Magnitudes for a number of perceptually-evenly spaced spectral bands

MelBands returns a Mel-Frequency Spectrum which is computed by bundling subsets of FFT bin magnitudes according to their relationship to the Mel scale (the name “Mel” derives from the word “melody”). The Mel scale represents frequency space linearly up to 700 Hz and logarithmically above that, mimicking how humans perceive pitch space. Because the Mel-Frequency Spectrum relates to how humans perceive the spectral shape of sound, it can make for a more relevant audio descriptor (than FFT spectra) for considering how humans compare and hear different sounds.

An illustration of the different steps involved in computing Melbands, beginning from an FFT spectrum (in grey). Each colour represents a triangle filter.

In order to create the Mel-Frequency Spectrum, first an FFT is computed on a window of the signal. Next, a series of overlapping triangle filters are applied to the magnitudes of the FFT spectrum: each magnitude in the FFT spectrum is multiplied by its corresponding value in the each triangle filter. These products are then added up to produce a weighted sum of FFT magnitudes for each triangle filter, which is the magnitude of the corresponding MelBand. Since most of the values in these triangle filters are zero (everywhere except where the triangle rises up) each filter only sums the magnitudes in a certain frequency band, so each MelBand magnitude is a representation of the overall energy in that frequency band. The MelBands are perceived as being equally spaced because as they get higher in frequency, they cover more FFT bins (more hertz), mirroring how humans perceive pitch relationships (higher frequency pitches have more hertz between musical intervals).

One can choose whether to normalize triangle filters used to compute the MelBands. By default (normalize = 1), normalization will account for how many FFT magnitudes each triangle filter sums together by dividing the sum by the number of contributing FFT magnitudes, essentially averaging their contributions. When the triangle filters are not normalized (normalize = 0), averaging does not occur and the magnitudes of the higher MelBands end up being larger values (disproportionately so) because they’re summing together more FFT magnitudes. In the charts below, notice how different the unnormalized and normalized triangle filters are and when normalized, how much larger the magnitudes in the higher MelBands become.

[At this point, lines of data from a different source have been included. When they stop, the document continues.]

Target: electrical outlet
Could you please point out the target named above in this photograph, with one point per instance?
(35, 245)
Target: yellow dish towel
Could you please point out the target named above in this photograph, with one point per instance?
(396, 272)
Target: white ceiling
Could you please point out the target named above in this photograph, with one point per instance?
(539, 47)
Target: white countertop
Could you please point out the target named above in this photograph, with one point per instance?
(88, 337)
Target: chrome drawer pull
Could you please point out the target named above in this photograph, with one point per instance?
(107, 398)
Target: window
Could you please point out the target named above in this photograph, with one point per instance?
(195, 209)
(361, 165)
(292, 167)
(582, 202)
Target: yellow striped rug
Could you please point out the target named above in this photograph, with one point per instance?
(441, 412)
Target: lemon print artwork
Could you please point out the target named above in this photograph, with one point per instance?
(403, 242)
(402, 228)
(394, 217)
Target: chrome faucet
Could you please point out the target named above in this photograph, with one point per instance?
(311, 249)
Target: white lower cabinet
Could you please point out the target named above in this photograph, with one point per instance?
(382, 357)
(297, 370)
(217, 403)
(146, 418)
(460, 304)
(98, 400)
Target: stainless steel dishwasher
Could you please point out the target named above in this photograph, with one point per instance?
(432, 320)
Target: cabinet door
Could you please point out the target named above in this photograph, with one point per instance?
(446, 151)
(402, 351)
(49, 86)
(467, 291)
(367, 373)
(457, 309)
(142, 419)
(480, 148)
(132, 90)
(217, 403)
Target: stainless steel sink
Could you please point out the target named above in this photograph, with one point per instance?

Normalized Triangle Filters (the default)

Normalized Triangle Filters

Unnormalized Triangle Filters

Unnormalized Triangle Filters

The Hz-to-Mel conversion used by MelBands is mel = 1127.01048 * log((hz / 700.0) + 1.0).

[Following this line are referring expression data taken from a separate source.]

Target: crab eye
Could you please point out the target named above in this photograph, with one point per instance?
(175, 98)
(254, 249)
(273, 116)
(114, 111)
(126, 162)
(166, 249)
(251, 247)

When using a high value for numBands, you may end up with empty channels (filled with zeros) in the MelBands output. This is because there is not enough information in the FFT analysis to properly calculate values for every MelBand. Increasing the fftSize will ensure you have values for all the MelBands.

MelBands analysis of one spectral frame of a drum loop.

One spectral frame from a drum loop with accompanying triangle filters (normalized) and MelBands.

MelBands analysis of one spectral frame of a trombone tone.

One spectral frame from a trombone tone with accompanying triangle filters (normalized) and MelBands.